Four letter words of the expletive variety have never really been part of my vocabulary. Sure, I knew about them, but they weren’t words used in my home growing up and they never really held much appeal. In high school and university, I was the friend people tried not to swear around. And it cost you 25 cents if you swore in my car. “Our language is rich with words,” I would tell my passengers. “Don’t ruin it by swearing.” Yup, I drove on the high road and left curse words in my dust.
And then… and then… three months ago I joined a women’s basketball league. And I discovered – with horror – that I can be a bit of a potty mouth. Maybe it’s the heat of the game. Maybe it’s the example set by my teammates. Or maybe, just maybe, my language is not as wholesome as I thought. But missed shots, bad plays, and elbows to my nose released from me words I didn’t even know I knew. What shock – what a horrifying surprise to be so offended by someone’s string of profanities only to realize…that they came from me.
“How was the game?” my husband asked when I came home from my first night of basketball.
“We won,” I said. “But I swore
The second game was no better.

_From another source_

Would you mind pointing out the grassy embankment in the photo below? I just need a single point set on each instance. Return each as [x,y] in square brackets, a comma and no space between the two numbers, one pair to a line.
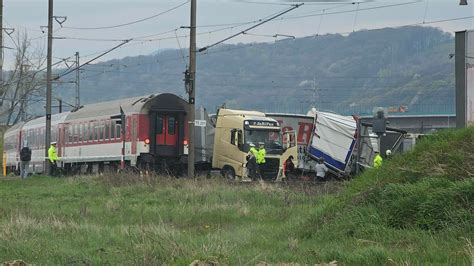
[417,209]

In fact, it was worse as the curse words leapt from my mouth even louder than before. Same with the third and fourth games. Each night I left the gym – no matter having won or lost – feeling ashamed of my loose tongue and my clumsy choice of words.
Then one day, God – in His infinite wisdom and, perhaps, tired of my dirty mouth – gave me the words from Ephesians: “Let no unwholesome word proceed from your mouth,” I read. I immediately cringed and repented (again). But because no admonishment is given without guidance, I read on: “...but only such a word as is good for edification according to the need of the moment, so that it will give grace to those who hear.”
In basketball (as it is in any team sport) there is lots of room for edification. Teammates need cheering. Refs need encouragement. (It’s true, they do.) The opposing team needs to hear they’re providing good challenges. Bad games can turn to good with a positive attitude, some laughter, and good cheer. Sure, this sounds like no arena or gymnasium you have ever been in before…but that doesn’t mean it can’t happen. Even if it’s only in the gym I’m playing in, I would much rather be an example of grace than of grime.
So I’m cleaning up a mess I never thought I would make. In that split second of play, I’m making my effort to turn a harsh negative into an encouraging positive. Our language is rich with words…I just need to pick the right ones and give grace to those who hear.